Hartman Festival attracts 2,300

Approximately 2,300 fans of pancakes, homemade syrup and Hartmans Reserve enjoyed the annual flapjack fundraiser on March 1 and 2 at Hartman Reserve.

Whether behind a tall stack of pancakes or landing a sailing flapjack tossed hot off the griddle from across the room, attendees had a sweet time at the Maple Syrup Festival at Hartman Reserve on Saturday, March 1 and Sunday, March 2. 

The festival started 38 years ago with a small crowd and a pan griddle. Now each time the festival comes along, up to 2,300 people face Iowa’s bitter winter for a warm stack of pancakes drowned in Hartman Reserve’s own house-made maple syrup. 

Surrounded by maple trees, the festival is in the heart of where its syrup is created, also creating a learning experience for attendees. “There is a professor at UNI who brought his students out here, his archaeological students. They did a dig, and they found a bunch of cracked rock and temporary camps, and so they theorized that they were actually making maple syrup and maple sugar thousands of years ago out here,” Connie Svoboda, development coordinator for Hartman Reserve, said. 

On top of the maple trees, Hartman Reserve represents all the land the conservation board owns or rents. “When you come to Hartman you get a little bit of prairie, little bit of wetland, little bit of woodland,” Svodoba said. “What that does is get people acquainted with that and the different animals, so that they feel like they want to go explore the rest of the county,” she said. 

For many, it has become a tradition to come to the festival every year and enjoy the community, nature and the pancakes. “We’ve been coming for 13 years,” Cottonwood Canyon owner and sponsor Randolph Bryan said. “We love the community feel of Hartman Reserve and what it does for the community,” he said. 

Along with Cottonwood Canyon, there are so many other sponsors that bring the festival together. “Like, Bike Tech donating for the raffle, CrawDaddy donating for the raffle. Hansen’s Dairy donated all of the milk, the cream and the butter for the event. Oh, and then Friendship Village. We simply would not have people here if it wasn’t for their shuttles,” Svoboda said. “So that’s another way the community is involved.” 

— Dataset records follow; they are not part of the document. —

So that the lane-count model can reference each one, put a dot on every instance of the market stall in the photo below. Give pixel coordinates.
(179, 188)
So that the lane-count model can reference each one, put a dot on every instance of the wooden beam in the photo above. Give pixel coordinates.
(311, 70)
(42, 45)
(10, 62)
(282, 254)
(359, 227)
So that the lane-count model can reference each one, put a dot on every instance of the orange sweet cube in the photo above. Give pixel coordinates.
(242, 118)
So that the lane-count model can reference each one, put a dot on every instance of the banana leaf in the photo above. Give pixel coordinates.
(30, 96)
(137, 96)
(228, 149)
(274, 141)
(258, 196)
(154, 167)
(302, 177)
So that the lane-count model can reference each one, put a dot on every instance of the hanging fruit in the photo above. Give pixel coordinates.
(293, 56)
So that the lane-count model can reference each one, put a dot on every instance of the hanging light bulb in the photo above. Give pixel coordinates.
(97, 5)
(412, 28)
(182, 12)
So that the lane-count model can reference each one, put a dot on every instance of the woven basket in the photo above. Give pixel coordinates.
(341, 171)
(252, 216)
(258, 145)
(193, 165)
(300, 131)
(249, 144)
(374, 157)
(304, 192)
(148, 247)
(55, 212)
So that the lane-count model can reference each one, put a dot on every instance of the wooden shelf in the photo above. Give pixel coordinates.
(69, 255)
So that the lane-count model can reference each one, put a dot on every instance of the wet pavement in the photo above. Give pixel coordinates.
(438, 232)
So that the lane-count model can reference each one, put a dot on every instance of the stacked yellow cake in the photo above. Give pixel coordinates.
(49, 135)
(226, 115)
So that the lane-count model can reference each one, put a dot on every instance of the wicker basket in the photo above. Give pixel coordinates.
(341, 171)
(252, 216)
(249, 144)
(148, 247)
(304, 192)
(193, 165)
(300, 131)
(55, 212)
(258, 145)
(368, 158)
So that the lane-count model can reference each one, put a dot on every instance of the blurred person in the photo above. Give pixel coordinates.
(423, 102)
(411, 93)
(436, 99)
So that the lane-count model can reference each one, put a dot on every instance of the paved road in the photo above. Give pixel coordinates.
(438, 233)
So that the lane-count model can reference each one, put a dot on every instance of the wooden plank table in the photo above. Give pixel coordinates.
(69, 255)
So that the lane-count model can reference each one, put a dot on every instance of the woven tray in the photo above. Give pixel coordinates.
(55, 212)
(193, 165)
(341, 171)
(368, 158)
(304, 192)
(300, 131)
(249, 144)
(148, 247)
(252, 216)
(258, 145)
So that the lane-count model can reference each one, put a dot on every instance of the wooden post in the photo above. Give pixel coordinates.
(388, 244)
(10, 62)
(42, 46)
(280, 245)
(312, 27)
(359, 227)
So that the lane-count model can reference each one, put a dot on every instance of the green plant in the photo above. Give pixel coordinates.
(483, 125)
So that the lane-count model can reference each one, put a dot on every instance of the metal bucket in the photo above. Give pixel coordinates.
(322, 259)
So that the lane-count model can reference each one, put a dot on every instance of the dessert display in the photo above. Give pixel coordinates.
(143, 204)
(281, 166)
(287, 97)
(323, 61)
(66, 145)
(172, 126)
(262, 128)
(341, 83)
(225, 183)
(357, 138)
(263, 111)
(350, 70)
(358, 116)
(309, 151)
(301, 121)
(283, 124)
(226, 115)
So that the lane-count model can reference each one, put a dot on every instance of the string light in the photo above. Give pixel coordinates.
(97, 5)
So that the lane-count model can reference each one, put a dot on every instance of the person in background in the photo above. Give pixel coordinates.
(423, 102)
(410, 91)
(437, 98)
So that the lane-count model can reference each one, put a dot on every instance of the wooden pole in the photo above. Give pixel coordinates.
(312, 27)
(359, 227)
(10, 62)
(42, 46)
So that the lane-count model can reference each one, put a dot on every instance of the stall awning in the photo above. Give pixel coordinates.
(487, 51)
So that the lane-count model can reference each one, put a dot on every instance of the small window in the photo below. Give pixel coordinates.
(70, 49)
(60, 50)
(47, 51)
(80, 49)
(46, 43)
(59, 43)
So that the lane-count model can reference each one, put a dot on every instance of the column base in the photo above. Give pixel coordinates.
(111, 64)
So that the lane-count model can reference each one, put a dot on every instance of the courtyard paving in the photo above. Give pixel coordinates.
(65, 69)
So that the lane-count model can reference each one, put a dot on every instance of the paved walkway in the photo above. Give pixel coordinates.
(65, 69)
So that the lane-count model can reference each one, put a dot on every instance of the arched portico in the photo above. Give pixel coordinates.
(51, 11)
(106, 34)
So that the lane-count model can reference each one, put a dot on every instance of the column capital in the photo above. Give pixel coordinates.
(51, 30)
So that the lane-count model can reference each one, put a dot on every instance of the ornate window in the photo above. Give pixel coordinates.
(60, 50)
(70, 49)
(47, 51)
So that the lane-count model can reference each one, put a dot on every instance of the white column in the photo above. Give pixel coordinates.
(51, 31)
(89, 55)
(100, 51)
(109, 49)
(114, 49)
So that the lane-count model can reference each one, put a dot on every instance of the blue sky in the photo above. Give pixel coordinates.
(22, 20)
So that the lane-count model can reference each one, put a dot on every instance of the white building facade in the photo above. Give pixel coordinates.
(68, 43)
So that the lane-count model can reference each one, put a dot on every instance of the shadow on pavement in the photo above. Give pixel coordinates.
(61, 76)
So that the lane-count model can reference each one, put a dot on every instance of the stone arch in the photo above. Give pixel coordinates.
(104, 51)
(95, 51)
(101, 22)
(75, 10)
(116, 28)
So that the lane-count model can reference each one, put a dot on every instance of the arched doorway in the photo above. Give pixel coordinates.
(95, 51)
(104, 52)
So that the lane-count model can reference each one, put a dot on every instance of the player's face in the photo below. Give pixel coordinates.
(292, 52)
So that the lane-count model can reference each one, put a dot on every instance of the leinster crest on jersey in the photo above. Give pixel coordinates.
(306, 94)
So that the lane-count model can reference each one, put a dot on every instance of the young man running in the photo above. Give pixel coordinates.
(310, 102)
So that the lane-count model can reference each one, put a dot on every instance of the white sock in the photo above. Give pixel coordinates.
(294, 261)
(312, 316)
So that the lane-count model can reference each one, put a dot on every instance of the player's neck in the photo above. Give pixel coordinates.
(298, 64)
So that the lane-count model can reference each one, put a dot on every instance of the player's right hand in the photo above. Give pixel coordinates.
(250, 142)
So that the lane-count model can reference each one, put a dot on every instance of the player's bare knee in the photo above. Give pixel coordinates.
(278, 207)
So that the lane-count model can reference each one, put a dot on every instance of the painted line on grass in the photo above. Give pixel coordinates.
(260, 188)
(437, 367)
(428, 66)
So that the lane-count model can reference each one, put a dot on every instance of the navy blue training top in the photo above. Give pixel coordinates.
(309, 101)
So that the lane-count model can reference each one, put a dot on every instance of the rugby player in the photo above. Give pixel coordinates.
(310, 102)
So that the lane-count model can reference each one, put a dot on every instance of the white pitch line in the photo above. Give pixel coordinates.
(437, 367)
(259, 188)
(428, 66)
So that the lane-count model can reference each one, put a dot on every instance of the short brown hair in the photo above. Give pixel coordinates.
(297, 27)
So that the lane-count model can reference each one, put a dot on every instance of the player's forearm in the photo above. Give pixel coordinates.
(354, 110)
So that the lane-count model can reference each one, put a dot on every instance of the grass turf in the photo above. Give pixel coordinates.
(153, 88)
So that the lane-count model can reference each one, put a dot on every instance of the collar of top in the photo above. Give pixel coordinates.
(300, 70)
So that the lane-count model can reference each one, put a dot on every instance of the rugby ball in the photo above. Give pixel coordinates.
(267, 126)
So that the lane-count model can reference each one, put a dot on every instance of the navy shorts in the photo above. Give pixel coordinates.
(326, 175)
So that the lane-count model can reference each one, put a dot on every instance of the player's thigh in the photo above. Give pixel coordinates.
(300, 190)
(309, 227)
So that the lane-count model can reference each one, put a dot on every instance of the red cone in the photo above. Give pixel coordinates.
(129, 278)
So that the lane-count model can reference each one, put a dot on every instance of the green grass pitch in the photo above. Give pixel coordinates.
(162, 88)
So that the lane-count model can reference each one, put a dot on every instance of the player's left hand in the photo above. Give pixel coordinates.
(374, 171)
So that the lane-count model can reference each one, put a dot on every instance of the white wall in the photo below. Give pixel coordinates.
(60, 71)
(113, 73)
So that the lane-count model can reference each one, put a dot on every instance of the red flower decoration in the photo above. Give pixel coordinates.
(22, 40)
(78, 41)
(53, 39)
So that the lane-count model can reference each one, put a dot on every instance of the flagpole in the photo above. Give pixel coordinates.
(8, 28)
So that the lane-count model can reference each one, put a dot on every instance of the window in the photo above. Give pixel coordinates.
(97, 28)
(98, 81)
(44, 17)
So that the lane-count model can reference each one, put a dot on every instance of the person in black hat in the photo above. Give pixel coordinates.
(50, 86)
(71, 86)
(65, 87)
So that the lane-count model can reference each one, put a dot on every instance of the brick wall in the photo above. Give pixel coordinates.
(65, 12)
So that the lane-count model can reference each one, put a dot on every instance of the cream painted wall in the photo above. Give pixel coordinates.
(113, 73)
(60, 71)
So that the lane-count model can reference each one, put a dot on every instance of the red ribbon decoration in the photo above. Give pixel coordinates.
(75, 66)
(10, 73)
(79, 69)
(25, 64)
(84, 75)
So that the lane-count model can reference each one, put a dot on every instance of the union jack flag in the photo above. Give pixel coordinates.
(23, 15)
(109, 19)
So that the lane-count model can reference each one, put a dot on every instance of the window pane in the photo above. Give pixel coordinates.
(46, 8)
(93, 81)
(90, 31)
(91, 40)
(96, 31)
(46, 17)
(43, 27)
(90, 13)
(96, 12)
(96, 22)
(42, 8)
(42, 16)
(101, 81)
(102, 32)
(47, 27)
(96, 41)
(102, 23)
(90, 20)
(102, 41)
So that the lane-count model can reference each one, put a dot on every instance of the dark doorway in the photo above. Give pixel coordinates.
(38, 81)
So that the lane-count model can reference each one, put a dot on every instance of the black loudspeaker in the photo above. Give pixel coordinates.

Amongst the help from the sponsors, there are young ones making the festival a seamless event too. After families finish their plates stacked full with pancakes and sausages, a group of Boy Scouts sweeps in to clean the tables. Gaige Martin, a member of the Scouts group in Cedar Falls, volunteered at the festival to fill a requirement for his group. “My favorite part is helping other people,” he said.  

The festival brings a sweet feeling of community to Black Hawk County and celebrates the love of pancakes and each other. “It’s rich with community. There are so many different people. You see them maybe once a year at this event, and they all have smiles,” Svoboda said.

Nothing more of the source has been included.